Stop shooting our own. This tragedy is related to the entitlement mentality. If we don’t get our way, we go after the pastor, the staff member or the church member who has a different perspective than our own. Don’t let bullies and perpetual critics control the church. Don’t shoot our own. It’s not friendly fire.

Are all the above changes an “Impossible Dream?” No, we have taken this voyage before, we will do it again, and we shall win again. It’s a trip that sharpens our skills and enhances our Christianity.

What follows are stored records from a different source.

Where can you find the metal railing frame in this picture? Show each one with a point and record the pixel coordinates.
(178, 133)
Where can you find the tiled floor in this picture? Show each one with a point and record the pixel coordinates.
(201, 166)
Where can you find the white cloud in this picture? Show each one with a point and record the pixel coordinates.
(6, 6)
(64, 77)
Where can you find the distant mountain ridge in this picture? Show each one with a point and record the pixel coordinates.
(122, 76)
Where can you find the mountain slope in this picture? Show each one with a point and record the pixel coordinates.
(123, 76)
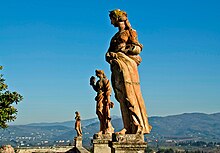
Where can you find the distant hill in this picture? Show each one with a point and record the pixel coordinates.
(191, 126)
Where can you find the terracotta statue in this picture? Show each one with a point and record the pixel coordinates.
(78, 124)
(123, 57)
(103, 89)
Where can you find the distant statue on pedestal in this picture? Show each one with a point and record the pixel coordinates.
(123, 57)
(78, 124)
(103, 105)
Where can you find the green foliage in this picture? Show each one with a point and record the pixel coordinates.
(7, 98)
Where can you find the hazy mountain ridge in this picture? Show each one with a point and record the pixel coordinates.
(196, 126)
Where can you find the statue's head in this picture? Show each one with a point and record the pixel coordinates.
(117, 16)
(77, 113)
(100, 73)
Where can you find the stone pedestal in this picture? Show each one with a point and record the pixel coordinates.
(101, 143)
(78, 141)
(128, 143)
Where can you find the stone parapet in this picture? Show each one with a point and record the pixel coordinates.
(101, 143)
(128, 143)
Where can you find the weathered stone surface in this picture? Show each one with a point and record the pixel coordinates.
(129, 143)
(78, 141)
(101, 143)
(78, 124)
(7, 149)
(103, 105)
(123, 57)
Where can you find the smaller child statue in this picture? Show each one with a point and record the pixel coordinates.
(78, 124)
(103, 105)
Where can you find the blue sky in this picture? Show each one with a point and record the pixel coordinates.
(50, 48)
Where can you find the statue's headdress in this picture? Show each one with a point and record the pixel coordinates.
(118, 15)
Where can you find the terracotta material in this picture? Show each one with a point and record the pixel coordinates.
(103, 89)
(123, 57)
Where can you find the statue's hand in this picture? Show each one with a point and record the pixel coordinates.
(92, 80)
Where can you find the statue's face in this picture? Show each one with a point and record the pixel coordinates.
(99, 75)
(113, 21)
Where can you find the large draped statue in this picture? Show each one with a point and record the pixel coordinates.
(103, 105)
(123, 57)
(78, 124)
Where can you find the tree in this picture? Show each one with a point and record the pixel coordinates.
(7, 99)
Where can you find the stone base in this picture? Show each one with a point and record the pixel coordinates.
(77, 141)
(101, 143)
(128, 143)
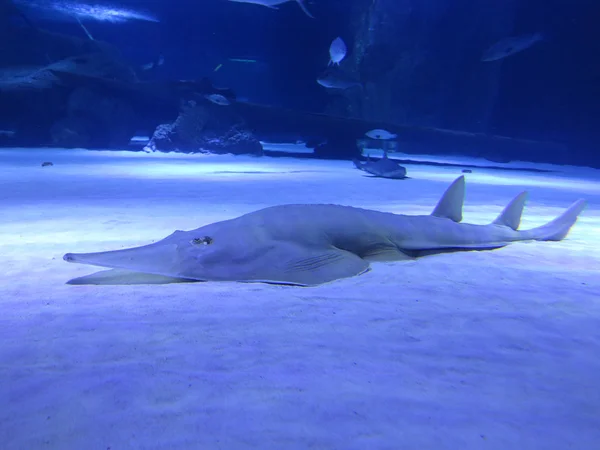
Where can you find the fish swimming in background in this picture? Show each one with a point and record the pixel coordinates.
(217, 99)
(333, 81)
(152, 65)
(511, 45)
(380, 134)
(383, 168)
(273, 4)
(337, 51)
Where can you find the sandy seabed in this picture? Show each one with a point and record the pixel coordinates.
(478, 350)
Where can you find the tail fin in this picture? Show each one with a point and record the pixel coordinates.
(558, 229)
(451, 203)
(511, 215)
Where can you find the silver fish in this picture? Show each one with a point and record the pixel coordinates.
(384, 168)
(273, 4)
(380, 134)
(217, 99)
(332, 81)
(510, 45)
(337, 51)
(151, 65)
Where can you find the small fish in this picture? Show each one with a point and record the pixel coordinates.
(273, 4)
(380, 134)
(384, 168)
(151, 65)
(332, 81)
(217, 99)
(510, 45)
(337, 52)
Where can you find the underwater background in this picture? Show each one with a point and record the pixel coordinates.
(302, 224)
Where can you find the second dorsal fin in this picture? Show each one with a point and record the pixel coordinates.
(451, 203)
(511, 215)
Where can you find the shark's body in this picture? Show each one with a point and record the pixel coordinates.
(314, 244)
(273, 4)
(384, 168)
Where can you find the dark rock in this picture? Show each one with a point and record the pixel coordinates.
(203, 127)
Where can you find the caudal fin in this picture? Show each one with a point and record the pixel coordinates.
(558, 229)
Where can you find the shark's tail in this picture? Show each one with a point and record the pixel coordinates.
(558, 228)
(555, 230)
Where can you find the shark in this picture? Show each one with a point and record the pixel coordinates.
(312, 244)
(273, 4)
(384, 168)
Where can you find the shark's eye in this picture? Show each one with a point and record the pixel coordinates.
(206, 240)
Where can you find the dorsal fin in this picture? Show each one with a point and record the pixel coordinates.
(450, 205)
(511, 214)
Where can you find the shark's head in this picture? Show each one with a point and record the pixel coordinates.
(194, 255)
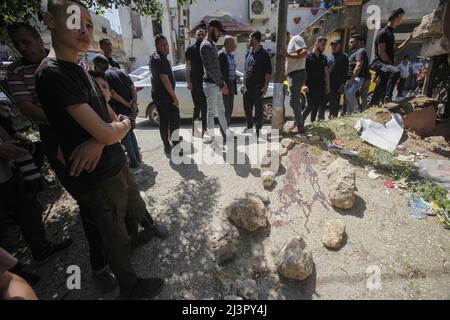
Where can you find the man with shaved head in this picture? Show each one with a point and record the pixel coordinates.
(228, 67)
(77, 112)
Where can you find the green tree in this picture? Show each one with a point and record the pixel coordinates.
(32, 10)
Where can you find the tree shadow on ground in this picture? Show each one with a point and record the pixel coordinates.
(184, 259)
(357, 211)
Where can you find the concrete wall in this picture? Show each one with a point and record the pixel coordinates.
(239, 9)
(414, 9)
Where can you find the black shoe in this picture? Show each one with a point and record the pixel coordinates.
(160, 231)
(167, 150)
(145, 289)
(32, 278)
(105, 280)
(144, 237)
(52, 251)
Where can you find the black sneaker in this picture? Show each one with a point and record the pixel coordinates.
(32, 278)
(167, 150)
(144, 237)
(145, 289)
(105, 280)
(160, 231)
(52, 251)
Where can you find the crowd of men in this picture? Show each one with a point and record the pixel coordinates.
(85, 117)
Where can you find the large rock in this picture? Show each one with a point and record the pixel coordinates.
(224, 242)
(431, 25)
(288, 143)
(268, 179)
(437, 143)
(248, 289)
(295, 260)
(248, 213)
(342, 184)
(333, 233)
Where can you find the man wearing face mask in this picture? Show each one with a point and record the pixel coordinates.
(194, 76)
(214, 84)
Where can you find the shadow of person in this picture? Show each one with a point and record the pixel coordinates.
(147, 178)
(357, 211)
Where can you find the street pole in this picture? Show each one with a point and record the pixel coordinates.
(278, 95)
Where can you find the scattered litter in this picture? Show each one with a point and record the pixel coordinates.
(402, 183)
(386, 138)
(444, 217)
(419, 208)
(403, 158)
(390, 184)
(373, 174)
(349, 153)
(340, 145)
(438, 171)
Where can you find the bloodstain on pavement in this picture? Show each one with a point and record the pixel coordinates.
(299, 172)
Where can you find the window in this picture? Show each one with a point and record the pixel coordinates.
(157, 28)
(136, 25)
(180, 76)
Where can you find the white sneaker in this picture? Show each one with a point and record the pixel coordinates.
(217, 146)
(207, 139)
(230, 133)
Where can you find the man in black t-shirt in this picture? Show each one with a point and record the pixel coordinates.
(317, 80)
(77, 112)
(358, 73)
(384, 62)
(338, 64)
(163, 94)
(194, 76)
(124, 101)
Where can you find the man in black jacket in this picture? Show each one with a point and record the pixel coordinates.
(228, 68)
(338, 64)
(194, 76)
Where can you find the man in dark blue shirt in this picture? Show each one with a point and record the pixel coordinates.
(258, 69)
(317, 79)
(338, 64)
(163, 94)
(124, 101)
(384, 62)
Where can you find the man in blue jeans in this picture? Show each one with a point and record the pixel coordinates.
(358, 72)
(124, 101)
(295, 68)
(384, 62)
(213, 83)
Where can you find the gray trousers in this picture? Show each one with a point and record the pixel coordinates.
(297, 81)
(228, 102)
(215, 105)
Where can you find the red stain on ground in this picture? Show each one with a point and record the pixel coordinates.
(300, 172)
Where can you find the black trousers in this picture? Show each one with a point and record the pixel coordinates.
(316, 102)
(400, 86)
(387, 80)
(334, 101)
(199, 99)
(27, 213)
(253, 99)
(97, 256)
(447, 105)
(169, 122)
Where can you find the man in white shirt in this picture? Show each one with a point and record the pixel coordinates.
(404, 74)
(296, 54)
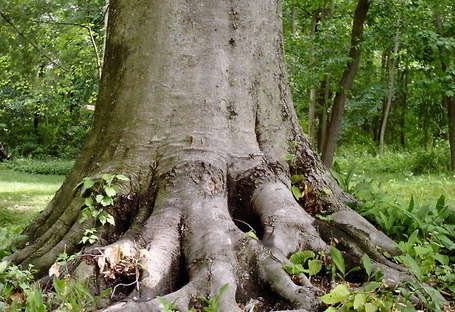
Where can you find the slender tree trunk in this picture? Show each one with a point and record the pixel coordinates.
(203, 139)
(390, 91)
(293, 17)
(315, 20)
(450, 102)
(321, 105)
(404, 107)
(346, 82)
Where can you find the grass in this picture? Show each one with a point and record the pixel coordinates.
(23, 195)
(392, 175)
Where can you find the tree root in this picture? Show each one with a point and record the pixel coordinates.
(186, 244)
(191, 225)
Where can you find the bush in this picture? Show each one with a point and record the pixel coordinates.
(50, 166)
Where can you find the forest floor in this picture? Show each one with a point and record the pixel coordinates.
(385, 185)
(23, 193)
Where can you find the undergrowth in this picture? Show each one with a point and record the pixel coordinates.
(425, 234)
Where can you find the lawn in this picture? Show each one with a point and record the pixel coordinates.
(392, 176)
(23, 195)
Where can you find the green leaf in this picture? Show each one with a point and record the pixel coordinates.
(371, 286)
(110, 191)
(338, 294)
(367, 265)
(297, 178)
(121, 177)
(107, 201)
(108, 178)
(89, 202)
(338, 259)
(110, 219)
(3, 266)
(88, 183)
(314, 267)
(370, 307)
(359, 301)
(294, 269)
(300, 257)
(99, 198)
(252, 234)
(296, 192)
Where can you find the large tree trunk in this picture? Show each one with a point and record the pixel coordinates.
(194, 107)
(346, 82)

Take inspiration from Man of La Mancha:

“Soñar lo imposible soñar.
Vencer al invicto rival,
Sufrir el dolor insufrible,
Morir por un noble ideal.
Saber enmendar el error,
Amar con pureza y bondad.
Querer, en un sueño imposible,
Con fe, una estrella alcanzar.
Ése es mi afán
Y lo he de lograr,
No importa el esfuerzo,
No importa el lugar.
Saldré a combatir y mi lema será
Defender la virtud aunque deba
El infierno pisar.
Porque sé que si logro ser fiel
A tan noble ideal,
Dormirá mi alma en paz al llegar
El instante final.
Y será este, mundo mejor,
Porque yo, sin rendirme jamás,
Busqué, en mi sueño imposible,
Poder una estrella alcanzar.”

“Soñar lo imposible significa llevar la contraria al mundo, mantener un idealismo en su estado más extremo, pero puro a su vez. Don Quijote decide luchar por su ideal. Don Quijote tiene fe en lo que hace, cree en ello con fuerza, por eso no nos cabe duda en ningún momento de que vaya a ser capaz de alcanzar cualquier estrella que se le antoje.”

Former United States President Barack Obama summarized Quijote’s soliloquy with two simple words: “Si, podemos.”